Indian women's hockey team goalkeeper Bichu Devi Kharibam. Indian women's hockey team goalkeeper Bichu Devi Kharibam.

Bichu may be young and a rookie in the senior side, but her big personality has meant that she has quickly become a strong presence in the squad, something that goalkeepers need to have anyway. Off the field, she is a prankster, singing, dancing, joking around, making swagger reels on Instagram. On the field, she is fiery, in-your-face, and extremely verbal, something that was captured in all its essence in a viral video from last year’s Junior World Cup where Bichu made some stunning saves and celebrated those saves with uninhibited adrenalin in a match against Germany (India won the match the top their group; Germany went on to win the silver, and India lost via penalties to England in the bronze medal match).

“When I am on the field, I don’t know really what comes over me, how I get that aggressive,” Bichu said, laughing. “Later when I see my own videos, I feel ashamed! On the ground I scream, I say what I feel like, and I am very pumped up. I feel a lot more energy when I feel aggressive, so that is good for me, but also I am focusing on learning to be calm. Sometimes I get carried away and then I lose some focus. Sometimes when I’m coaching the defenders I get so passionate that I forget my primary function. I don’t want to be non-aggressive, because that’s my thing…sometimes when I’m a little down, because I’m injured, or upset with myself, the didis ask me, ‘what happened to you? This is not good! Where’s your aggressive self that we love?’”

It may be hard to find another player in the squad as animated and passionate as Bichu, but her introduction to hockey happened in the face of reluctance and opposition. Bichu, whose parents are farmers, grew up in a village where the only sport that meant anything was football.

“Everyone was always playing football,” she said, “and I was the only girl playing with all the boys and men in the village matches and tournaments. I love football.”

Seeing her talent, Bichu’s father took her to the Sports Authority of India (SAI) centre in Imphal when she was 12 years old, only to discover that their football programme had no vacancies. The SAI director, after looking at Bichu’s physical trial, recommended that she join the hockey programme, and switch over in a few months to football.

“So I enrolled, even though I knew nothing at all about hockey,” Bichu said. “For the first few months, all I did was play football and I was very happy.”

But after about three months, the coaches at SAI told her that she has to stick to the hockey programme since no vacancies had opened up in football.

“I cried and howled and I shouted at my father and told him it’s all his fault,” Bichu said. “Papa told me, ‘okay, you are still very young, why don’t you try hockey for a year, and if you still want to play football, we will do something about it’.”

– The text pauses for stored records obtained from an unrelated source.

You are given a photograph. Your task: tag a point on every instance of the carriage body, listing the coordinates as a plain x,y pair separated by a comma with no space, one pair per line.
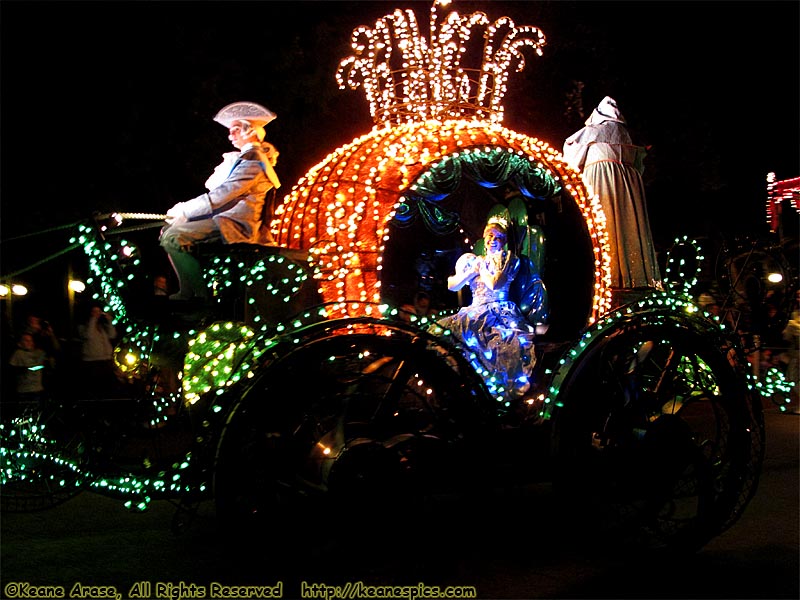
318,390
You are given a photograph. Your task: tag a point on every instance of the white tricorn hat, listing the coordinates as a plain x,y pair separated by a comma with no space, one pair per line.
255,114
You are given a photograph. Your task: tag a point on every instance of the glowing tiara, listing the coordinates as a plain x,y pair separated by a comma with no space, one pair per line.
498,220
406,78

Somewhat pacified, Bichu began to learn the rudiments of hockey. She wanted, of course, to score goals. So when the coaches told her that her physicality and reflexes were much better suited for the goalkeeper’s position, Bichu was reduced to tears again.

“But then I started doing well, I started getting excited about making saves, I saw what my body was capable of,” she said.

Then, a hockey coach spotted her at a local tournament and told her to shift her base to Madhya Pradesh, which has a far stronger hockey programme compared to Manipur. Here, Bichu flourished, and in another couple of years, found herself in national junior squad.

Ever since, it has been a rocket ride for the cat-like goalkeeper.

How will she celebrate if the team wins the Asian Games?

“One of the things I have had to give up since I became a part of the national team is KFC fried chicken, which I love,” she said. “If we win, that’s what I’ll be eating!”

Rudraneil Sengupta is an independent journalist and author of 'Enter the Dangal: Travels Through India's Wrestling Landscape'. Views expressed are personal.